Bernard Ducharme : Monsieur Antonius, vous êtes sociologue à l’UQÀM, vous travaillez sur les questions liées à la géopolitique au Moyen-Orient et à l’émergence des mouvements de l’Islam politique. Après vous avoir vu en conférence, je voudrais revenir, pour HistoireEngagee.ca, sur les aspects les plus historiques de votre réflexion. Pour contextualiser votre réflexion, vous dites que les mouvements de gauche devraient développer une réflexion sur une opposition à l’islamisme ?

Rachad Antonius : Cela s’applique surtout aux mouvements de gauche européens ou occidentaux, parce que les mouvements de gauche arabes ont une réflexion très développée là-dessus. : ils n’hésitent pas à condamner. Et à analyser, pas juste à condamner : à analyser et à se positionner. Le problème avec une partie – je dis bien une partie – de la gauche, disons une partie du mouvement progressiste – parce que le mot « gauche », déjà, pose beaucoup de problèmes –, c’est la difficulté à se positionner clairement par rapport à l’islamisme pour deux raisons. La première est une raison vraiment historique : l’islamisme a été une réponse au colonialisme. Il a été une des réponses au colonialisme, devenant du coup une idéologie de résistance. Pas la seule, et en fait, une réponse au colonialisme qui a été aussi encouragée par les puissances coloniales.

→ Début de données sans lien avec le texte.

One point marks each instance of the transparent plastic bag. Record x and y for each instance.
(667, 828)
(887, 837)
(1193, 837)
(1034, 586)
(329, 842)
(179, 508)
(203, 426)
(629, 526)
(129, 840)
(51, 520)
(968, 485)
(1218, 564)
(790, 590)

Ça, c’est un élément. Et l’autre élément, c’est qu’il existe un courant xénophobe, raciste, en Occident, qui est très hostile à tout ce qui se rapporte à l’islam et qui est devenu de plus en plus hostile au fur et à mesure que les mouvements islamistes ont émergé et se sont affirmés. Par conséquent, toute critique de ces mouvements devient récupérable et instrumentalisable par les mouvements de droite. C’est pourquoi une partie de la gauche, ou des mouvements progressistes, est convaincue que toute critique de l’islamisme finit par renforcer ce mouvement islamophobe et contribue à la stigmatisation des musulmans. Donc, ils choisissent non seulement de ne pas le faire, mais aussi d’attaquer vigoureusement ceux qui le font. Voilà les deux points de contextualisation que j’aimerais faire.